En réaction, le Premier ministre Magyar Péter a publié le message suivant, lui aussi sur Facebook :
« Sulyok Tamás ne s’est jamais rangé ni du côté des plus vulnérables, ni de celui des personnes attaquées, ni en défense de l’État de droit. En ce jour de la fête des enfants, il ne défend que son salaire mensuel de 6,3 millions de forints. Au lieu de présenter des excuses. »
Le Premier ministre a fixé au 31 mai la date limite pour la démission du chef de l’État et de plusieurs hauts responsables publics.
Outre le président de la République, Sulyok Tamás, et le procureur général Nagy Gábor Bálint, il a demandé le départ de Péter Polt, président de la Cour constitutionnelle, ainsi que des 14 autres membres de cette juridiction ; de Varga Zs. András, président de la Kúria (Cour suprême) ; de Senyei György Barna, président de l’Office national de la justice ; de Windisch László, président de la Cour des comptes ; de Rigó Csaba Balázs, président de l’Autorité de la concurrence, et de Koltay András, président de l’Autorité nationale des médias et des communications.
Dimanche après‑midi, le Premier ministre a rappelé l’échéance imminente dans un message sur Facebook et annoncé qu’il rendrait visite au président de la République lundi à huit heures, en compagnie de la ministre de la Justice.

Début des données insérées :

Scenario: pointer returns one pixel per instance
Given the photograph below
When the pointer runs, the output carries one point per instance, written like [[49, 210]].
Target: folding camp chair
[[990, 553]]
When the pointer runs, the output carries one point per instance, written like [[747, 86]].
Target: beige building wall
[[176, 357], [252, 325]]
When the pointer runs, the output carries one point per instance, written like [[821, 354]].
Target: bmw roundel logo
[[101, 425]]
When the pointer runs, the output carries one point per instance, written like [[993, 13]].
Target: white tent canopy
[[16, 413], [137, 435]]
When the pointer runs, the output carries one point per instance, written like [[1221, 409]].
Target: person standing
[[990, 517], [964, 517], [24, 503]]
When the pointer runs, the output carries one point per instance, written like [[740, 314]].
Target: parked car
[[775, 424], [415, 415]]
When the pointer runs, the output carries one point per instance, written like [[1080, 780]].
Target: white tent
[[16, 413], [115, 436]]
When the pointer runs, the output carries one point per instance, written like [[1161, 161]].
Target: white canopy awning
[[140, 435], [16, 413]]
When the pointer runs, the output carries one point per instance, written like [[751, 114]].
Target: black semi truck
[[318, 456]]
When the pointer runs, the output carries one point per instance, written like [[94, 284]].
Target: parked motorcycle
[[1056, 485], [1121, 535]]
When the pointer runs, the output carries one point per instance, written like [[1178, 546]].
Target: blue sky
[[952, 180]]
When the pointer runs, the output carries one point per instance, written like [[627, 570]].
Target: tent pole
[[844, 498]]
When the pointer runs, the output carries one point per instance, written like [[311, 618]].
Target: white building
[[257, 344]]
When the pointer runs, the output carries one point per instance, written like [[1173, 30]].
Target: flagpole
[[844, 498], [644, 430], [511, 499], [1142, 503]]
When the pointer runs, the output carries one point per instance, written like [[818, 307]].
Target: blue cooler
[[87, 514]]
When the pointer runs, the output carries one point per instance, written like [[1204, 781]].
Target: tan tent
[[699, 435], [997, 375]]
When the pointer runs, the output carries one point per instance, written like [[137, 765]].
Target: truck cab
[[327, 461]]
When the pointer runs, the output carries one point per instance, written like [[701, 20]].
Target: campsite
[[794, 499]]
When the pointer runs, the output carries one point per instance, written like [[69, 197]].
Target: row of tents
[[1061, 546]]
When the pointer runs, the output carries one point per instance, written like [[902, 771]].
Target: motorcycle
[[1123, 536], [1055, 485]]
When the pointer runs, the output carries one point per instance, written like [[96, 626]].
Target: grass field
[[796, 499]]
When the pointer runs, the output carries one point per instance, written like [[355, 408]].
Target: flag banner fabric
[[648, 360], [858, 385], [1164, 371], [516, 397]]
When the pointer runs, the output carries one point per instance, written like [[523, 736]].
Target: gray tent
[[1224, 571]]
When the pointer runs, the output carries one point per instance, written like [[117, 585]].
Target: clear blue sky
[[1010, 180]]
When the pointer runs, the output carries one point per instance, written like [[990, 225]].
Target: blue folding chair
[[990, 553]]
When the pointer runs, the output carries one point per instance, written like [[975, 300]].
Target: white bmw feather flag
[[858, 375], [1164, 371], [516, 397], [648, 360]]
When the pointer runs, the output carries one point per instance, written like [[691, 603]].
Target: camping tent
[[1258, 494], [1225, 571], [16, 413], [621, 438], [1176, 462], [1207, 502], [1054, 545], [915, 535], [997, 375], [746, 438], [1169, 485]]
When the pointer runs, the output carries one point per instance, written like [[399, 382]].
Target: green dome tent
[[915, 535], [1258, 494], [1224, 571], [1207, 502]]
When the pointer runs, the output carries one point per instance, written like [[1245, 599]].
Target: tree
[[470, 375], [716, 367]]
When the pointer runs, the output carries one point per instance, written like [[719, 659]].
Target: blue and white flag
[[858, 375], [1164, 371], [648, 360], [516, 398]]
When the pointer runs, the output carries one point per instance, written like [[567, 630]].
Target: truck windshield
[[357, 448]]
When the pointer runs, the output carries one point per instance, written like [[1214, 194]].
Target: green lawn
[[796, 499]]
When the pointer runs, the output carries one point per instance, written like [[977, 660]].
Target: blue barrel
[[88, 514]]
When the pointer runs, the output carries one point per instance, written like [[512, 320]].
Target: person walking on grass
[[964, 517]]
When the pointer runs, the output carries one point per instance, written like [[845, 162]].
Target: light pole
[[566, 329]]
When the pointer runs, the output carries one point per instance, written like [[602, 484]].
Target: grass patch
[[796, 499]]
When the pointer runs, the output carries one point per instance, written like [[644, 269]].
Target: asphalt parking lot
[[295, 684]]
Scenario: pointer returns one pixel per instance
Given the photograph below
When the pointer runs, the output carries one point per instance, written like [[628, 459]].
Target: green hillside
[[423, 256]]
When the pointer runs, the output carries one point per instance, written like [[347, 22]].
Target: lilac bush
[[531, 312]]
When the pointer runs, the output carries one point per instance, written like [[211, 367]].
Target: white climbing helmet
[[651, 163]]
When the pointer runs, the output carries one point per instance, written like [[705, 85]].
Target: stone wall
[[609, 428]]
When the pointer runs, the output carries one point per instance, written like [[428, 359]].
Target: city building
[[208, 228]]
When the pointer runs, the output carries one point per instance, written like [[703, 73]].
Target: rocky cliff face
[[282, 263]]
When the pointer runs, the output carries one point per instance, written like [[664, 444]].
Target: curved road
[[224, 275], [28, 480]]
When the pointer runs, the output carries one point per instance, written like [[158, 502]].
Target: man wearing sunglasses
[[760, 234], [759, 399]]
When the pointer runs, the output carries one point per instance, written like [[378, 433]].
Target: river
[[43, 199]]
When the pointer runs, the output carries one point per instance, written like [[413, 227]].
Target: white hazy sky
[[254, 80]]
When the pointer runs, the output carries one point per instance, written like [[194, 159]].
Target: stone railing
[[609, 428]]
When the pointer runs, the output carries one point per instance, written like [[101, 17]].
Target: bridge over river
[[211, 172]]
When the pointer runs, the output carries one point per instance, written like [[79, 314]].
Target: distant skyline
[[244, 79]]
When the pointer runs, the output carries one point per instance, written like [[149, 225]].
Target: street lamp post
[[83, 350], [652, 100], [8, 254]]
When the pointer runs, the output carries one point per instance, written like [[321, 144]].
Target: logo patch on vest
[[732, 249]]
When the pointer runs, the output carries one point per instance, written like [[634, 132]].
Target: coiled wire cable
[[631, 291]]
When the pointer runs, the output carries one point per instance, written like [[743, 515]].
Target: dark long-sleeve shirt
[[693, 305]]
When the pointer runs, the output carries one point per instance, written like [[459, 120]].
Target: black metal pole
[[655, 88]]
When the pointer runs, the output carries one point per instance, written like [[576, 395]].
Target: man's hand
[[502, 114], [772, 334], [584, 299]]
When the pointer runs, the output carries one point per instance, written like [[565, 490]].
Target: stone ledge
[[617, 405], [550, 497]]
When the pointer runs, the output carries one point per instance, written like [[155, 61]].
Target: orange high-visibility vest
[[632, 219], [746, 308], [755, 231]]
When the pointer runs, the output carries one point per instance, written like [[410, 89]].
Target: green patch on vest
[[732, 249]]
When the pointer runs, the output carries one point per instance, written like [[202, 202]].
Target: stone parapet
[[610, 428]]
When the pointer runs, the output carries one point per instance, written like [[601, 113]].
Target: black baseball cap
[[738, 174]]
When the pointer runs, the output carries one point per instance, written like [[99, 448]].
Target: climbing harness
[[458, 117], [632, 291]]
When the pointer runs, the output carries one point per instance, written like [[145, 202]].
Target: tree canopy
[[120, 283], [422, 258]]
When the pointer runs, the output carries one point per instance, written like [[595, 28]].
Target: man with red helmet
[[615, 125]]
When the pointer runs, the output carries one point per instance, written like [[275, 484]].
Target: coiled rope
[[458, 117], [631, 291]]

Par le passé, le Premier ministre Magyar Péter avait déjà qualifié Sulyok Tamás de « président de la République marionnette de Viktor Orbán », estimant qu’il était évident, dès la première minute, que Viktor Orbán avait besoin d’un chef de l’État pour qui la loyauté envers le Fidesz passe avant tout, et pour qui la défense de la constitutionnalité et de l’unité de la nation arrive en dernier.
Vendredi encore, Sulyok Tamás avait déclaré qu’il ne démissionnerait pas et s’était tourné vers le Conseil de l'Europe.
Dans l’ordre constitutionnel hongrois, le président de la République est élu par l’Assemblée nationale et dispose de prérogatives limitées, essentiellement cérémonielles, tout en jouant un rôle dans le contrôle de constitutionnalité des normes. Les présidents de la République élus grâce à la majorité constituante du Fidesz – Pál Schmitt, contraint de démissionner après un scandale de plagiat, János Áder, Katalin Novák, poussée au départ par un scandale pédophile, et Sulyok Tamás – ont tous soutenu sans réserve les gouvernements dirigés par Viktor Orbán.